During her many years of being a teacher, after the students went home for the day, Cheryl Fulton stayed behind to do her work.

That’s because she has no internet service where she lives in Axton, a small community in Henry County between Danville and Martinsville.

“It feels like we’re in another world,” Fulton said.

Not having internet access was mostly a hassle. But since the coronavirus pandemic, it’s led to crippling effects.

Fulton couldn’t effectively teach her students at a high school in Guilford County, North Carolina, from home. She’d try to work out math problems with them by sending pictures back and forth over phone or email. She bought a cellphone booster to improve her cellphone signal, but it barely helped.

So after 42 years of teaching and realizing public schools likely won’t go back to normal in the fall, she retired at the end of the school year.

“I couldn’t do it,” Fulton said.

Having fast, reliable internet is essential for everything from getting a job to shopping. With the coronavirus pandemic forcing more people to work, shop and take classes from home and talk to their doctors on video chats rather than coming into the office, high-speed internet is more vital now than ever before.

At a time when having quality internet helps people stay connected, those without it feel the most alone.

“It hurts to know when you’re missing out,” Fulton said.

Fulton can’t join the family video chats from home. She’ll freeze or her audio will drop. Sometimes she’ll drive 17 miles to her sister’s house, which has a great internet connection.

While significant progress has been made over the years in expanding broadband service in rural parts of Virginia, many areas are still lagging behind. The coronavirus pandemic has revealed in the harshest way the digital divide, pushing federal, state and local governments to accelerate their efforts to build broadband infrastructure.

“A lot of people, including in Southwest Virginia, have access in ways they wouldn’t have had 10 years ago,” said Sen. Tim Kaine, D-Va. “However, as more and more will be done with broadband, it makes the remaining inequities starker and more urgent in terms of solutions.”

‘Exacerbate disparities’

Gov. Ralph Northam made closing the digital divide a top priority during his term and set a goal of 10 years to achieve functionally universal broadband coverage.

“There are 108,000 Virginians that can get online today that couldn’t prior to Gov. Northam making this a priority,” Evan Feinman, the governor’s chief broadband adviser, said during a recent virtual town hall with Kaine.

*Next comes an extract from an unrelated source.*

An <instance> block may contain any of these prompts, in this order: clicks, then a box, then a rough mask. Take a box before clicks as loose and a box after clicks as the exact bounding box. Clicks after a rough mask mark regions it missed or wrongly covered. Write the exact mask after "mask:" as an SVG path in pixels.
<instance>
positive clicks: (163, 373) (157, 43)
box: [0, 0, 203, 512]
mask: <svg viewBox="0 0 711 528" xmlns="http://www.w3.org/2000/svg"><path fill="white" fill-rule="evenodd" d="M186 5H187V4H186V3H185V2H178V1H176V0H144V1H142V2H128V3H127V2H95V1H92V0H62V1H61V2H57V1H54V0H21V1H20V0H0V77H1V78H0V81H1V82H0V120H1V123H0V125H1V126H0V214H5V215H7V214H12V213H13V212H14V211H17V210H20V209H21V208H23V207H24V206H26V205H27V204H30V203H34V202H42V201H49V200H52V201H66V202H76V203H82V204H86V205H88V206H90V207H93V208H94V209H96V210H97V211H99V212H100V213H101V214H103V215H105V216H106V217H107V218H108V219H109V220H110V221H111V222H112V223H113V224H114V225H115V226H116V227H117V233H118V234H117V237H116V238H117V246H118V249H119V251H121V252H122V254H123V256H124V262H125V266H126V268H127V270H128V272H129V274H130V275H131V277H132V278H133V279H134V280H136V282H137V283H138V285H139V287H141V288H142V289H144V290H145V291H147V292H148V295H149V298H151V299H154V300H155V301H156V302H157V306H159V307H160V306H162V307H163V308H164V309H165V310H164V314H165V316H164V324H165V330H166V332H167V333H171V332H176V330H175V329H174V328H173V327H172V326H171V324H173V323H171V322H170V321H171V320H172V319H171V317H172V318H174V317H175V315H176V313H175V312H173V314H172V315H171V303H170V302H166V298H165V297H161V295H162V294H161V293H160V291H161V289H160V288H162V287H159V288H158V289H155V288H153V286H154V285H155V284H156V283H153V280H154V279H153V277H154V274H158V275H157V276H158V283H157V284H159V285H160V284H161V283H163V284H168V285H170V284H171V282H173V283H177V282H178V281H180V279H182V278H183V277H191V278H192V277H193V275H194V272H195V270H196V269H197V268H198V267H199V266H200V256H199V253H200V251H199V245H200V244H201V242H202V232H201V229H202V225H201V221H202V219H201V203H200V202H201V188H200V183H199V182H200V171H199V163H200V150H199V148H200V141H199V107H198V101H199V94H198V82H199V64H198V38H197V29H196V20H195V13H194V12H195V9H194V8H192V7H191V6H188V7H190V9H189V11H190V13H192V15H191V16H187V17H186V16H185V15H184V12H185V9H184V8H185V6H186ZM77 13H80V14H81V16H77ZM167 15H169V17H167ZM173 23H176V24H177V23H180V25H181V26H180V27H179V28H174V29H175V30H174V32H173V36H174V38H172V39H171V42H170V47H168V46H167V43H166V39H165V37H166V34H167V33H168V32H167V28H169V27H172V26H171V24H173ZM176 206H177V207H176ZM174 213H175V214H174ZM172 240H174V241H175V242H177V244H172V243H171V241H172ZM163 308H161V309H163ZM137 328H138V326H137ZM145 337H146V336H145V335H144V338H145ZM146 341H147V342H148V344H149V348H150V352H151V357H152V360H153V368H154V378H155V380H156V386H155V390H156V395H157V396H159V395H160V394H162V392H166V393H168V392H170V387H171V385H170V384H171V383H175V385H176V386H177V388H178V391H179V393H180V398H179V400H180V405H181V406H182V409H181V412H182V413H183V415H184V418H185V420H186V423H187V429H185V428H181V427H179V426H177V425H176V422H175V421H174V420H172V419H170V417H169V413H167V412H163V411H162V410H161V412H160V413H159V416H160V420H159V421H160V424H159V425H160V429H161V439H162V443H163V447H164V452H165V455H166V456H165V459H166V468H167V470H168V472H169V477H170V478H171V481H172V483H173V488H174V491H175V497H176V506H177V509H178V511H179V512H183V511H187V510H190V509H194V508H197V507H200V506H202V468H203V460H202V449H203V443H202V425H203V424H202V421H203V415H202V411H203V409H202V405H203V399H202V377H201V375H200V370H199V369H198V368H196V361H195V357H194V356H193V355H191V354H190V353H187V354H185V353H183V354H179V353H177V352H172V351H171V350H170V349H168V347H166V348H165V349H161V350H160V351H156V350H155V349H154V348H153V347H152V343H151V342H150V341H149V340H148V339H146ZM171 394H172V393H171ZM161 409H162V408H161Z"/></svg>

About 98% of homes and businesses in Virginia’s cities and suburbs have access to high-speed internet, meaning offering download speeds of 25 megabits per second or more. But nearly one-third of rural Virginia’s homes do not. About 11% have no access to any internet service, according to the 2019 Commonwealth Connect report on Northam’s initiative.

Funding has been a persistent problem, especially with homes and businesses spread out across the commonwealth and located in some of the more challenging terrain. And for people who were on the financial edge before the coronavirus crisis battered the economy and the job market, being able to afford internet is another problem.

A Roanoke Valley mother who is unemployed said her children didn’t have internet at home to properly do their homework because the service provider raised the issue of an outstanding bill. For the time being, neighbors are sharing their Wi-Fi.

“You’d think the internet provider would look past it for right now,” said the mother, who has been given anonymity to protect her from any other potential problems with the internet provider.

The pandemic smashed the state budget, causing it to postpone spending $16 million a year for expanding rural broadband.

The $2 trillion CARES Act, which Congress passed in March, included money for states, large cities and counties, but it didn’t directly funnel cash to communities with fewer than 500,000 residents. The state is doling out federal aid to localities, and they can use that for internet projects.

Congress has been considering additional relief proposals, including money for broadband. The Democratic-controlled House passed the $3 trillion HEROES Act that includes $4 billion for broadband, but the legislative package in its entirety is unlikely to pass the Republican-controlled Senate.

“Under the current circumstances, this lack of broadband access threatens to greatly — and potentially lastingly — exacerbate disparities in health, education and economic equity,” said Sen. Mark Warner, D-Va., who has written to the Federal Communications Commission with suggestions on how to reform rules to expand broadband.

“On nearly a daily basis, I hear from Virginians who are struggling to engage in telework, supervise their children’s online learning, and engage in telehealth over antiquated DSL connections that make even a single one of these activities virtually impossible.”